Les photographies de Josef Sudek : une vision poétique

 

 



Josef Sudek, La fenêtre de mon atelier, v. 1940–1954, épreuve à la gélatine argentique, 17,1 x 12,4 cm. Musée des beaux-arts du Canada, Ottawa. Don anonyme, 2010. Succession de Josef Sudek, tous droits réservés. Photo : MBAC

 

Il pleure dans mon cœur

Comme il pleut sur la ville,

Quelle est cette langueur

Qui pénètre mon cœur ?

 

 

                                      — Paul Verlaine, 1874

 

Les photographies délicieusement vaporeuses prises par Josef Sudek depuis la fenêtre de son atelier rappellent cette célèbre complainte d’un cœur brisé. Vus à travers la vitre battue par la pluie un tronc d’arbre noueux, une clôture couverte de neige, un homme absorbé dans ses pensées ou même une explosion de fleurs printanières sont imprégnés de mélancolie. 

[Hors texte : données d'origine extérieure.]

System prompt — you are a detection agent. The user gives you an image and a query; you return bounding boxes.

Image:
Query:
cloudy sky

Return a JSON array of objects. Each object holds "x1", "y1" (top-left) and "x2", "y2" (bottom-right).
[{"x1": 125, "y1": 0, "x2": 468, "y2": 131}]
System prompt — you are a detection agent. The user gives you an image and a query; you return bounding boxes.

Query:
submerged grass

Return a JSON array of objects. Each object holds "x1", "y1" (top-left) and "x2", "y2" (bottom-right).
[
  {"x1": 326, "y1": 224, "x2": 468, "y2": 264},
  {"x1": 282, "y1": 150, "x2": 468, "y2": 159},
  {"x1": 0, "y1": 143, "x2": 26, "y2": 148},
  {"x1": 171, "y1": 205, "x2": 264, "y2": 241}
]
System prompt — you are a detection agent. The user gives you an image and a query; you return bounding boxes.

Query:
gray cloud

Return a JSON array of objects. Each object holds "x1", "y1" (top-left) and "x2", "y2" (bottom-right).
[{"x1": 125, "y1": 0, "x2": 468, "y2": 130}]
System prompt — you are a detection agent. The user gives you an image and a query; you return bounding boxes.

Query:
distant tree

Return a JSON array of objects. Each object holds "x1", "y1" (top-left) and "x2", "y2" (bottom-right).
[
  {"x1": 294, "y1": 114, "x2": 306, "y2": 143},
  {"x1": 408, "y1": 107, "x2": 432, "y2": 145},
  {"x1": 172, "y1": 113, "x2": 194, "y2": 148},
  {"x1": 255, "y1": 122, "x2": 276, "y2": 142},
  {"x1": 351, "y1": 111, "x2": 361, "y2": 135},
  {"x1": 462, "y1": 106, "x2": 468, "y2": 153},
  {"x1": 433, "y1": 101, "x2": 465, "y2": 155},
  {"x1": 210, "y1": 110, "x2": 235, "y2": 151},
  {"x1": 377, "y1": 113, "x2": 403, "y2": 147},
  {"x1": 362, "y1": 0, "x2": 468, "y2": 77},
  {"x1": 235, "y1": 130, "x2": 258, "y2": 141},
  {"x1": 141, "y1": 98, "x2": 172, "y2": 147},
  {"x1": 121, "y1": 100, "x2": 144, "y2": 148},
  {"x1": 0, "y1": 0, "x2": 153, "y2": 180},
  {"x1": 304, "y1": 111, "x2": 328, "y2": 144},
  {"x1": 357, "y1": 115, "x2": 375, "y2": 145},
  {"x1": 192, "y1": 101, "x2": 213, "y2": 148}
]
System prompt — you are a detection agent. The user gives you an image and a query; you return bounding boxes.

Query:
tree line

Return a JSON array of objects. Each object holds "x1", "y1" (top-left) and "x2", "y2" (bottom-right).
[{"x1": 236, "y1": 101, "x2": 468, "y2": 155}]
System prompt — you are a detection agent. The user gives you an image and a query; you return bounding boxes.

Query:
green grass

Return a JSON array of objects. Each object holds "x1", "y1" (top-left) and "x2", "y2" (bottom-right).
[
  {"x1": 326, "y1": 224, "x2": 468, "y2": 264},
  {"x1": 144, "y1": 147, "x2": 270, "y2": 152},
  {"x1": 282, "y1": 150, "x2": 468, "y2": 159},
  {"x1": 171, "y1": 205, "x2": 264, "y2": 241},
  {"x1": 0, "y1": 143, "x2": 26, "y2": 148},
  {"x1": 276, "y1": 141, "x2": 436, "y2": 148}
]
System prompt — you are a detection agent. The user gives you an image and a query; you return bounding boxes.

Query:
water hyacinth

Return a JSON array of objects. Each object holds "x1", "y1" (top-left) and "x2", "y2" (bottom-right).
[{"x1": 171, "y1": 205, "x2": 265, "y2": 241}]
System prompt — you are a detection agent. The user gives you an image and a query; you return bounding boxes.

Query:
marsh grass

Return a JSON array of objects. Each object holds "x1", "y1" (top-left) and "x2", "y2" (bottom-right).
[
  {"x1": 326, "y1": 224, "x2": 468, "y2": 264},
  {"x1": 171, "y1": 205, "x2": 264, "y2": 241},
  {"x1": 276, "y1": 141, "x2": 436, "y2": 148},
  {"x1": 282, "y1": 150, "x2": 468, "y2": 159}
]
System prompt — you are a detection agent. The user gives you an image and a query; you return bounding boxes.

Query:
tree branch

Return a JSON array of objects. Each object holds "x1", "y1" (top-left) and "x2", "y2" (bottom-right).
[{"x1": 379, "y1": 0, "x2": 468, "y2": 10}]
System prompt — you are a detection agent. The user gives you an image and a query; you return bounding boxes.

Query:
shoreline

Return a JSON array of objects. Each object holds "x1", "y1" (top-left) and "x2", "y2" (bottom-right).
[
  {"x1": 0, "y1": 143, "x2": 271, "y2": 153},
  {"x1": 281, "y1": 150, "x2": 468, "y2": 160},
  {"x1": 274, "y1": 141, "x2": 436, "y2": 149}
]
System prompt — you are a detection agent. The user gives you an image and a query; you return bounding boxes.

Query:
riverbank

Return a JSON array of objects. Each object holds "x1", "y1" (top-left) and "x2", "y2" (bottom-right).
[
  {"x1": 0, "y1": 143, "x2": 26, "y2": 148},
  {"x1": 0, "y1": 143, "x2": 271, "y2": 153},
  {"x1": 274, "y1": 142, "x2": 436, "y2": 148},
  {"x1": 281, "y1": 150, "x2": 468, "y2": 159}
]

Surnommé le poète de Prague pour ses représentations lyriques de la capitale de la Bohême, Josef Sudek est l’un des photographes les plus importants et les plus prolifiques du XXe siècle, ainsi qu’une figure marquante de l’avant-garde tchèque des années 1920 et 1930. Josef Sudek. Le monde à ma fenêtre, actuellement à l’affiche à l’Institut canadien de la photographie (ICP) du Musée des beaux-arts du Canada (MBAC), est la première exposition majeure consacrée à la vie et l’œuvre du photographe et au cercle intime de ses amis. Organisée par Ann Thomas, conservatrice principale de la photographie à l’ICP, avec le Tchèque Vladimír Birgus, spécialiste de la photographie, et Ian Jeffrey, historien de l’art indépendant, l’exposition a connu un succès critique cette année lors de son passage au Jeu de Paume à Paris.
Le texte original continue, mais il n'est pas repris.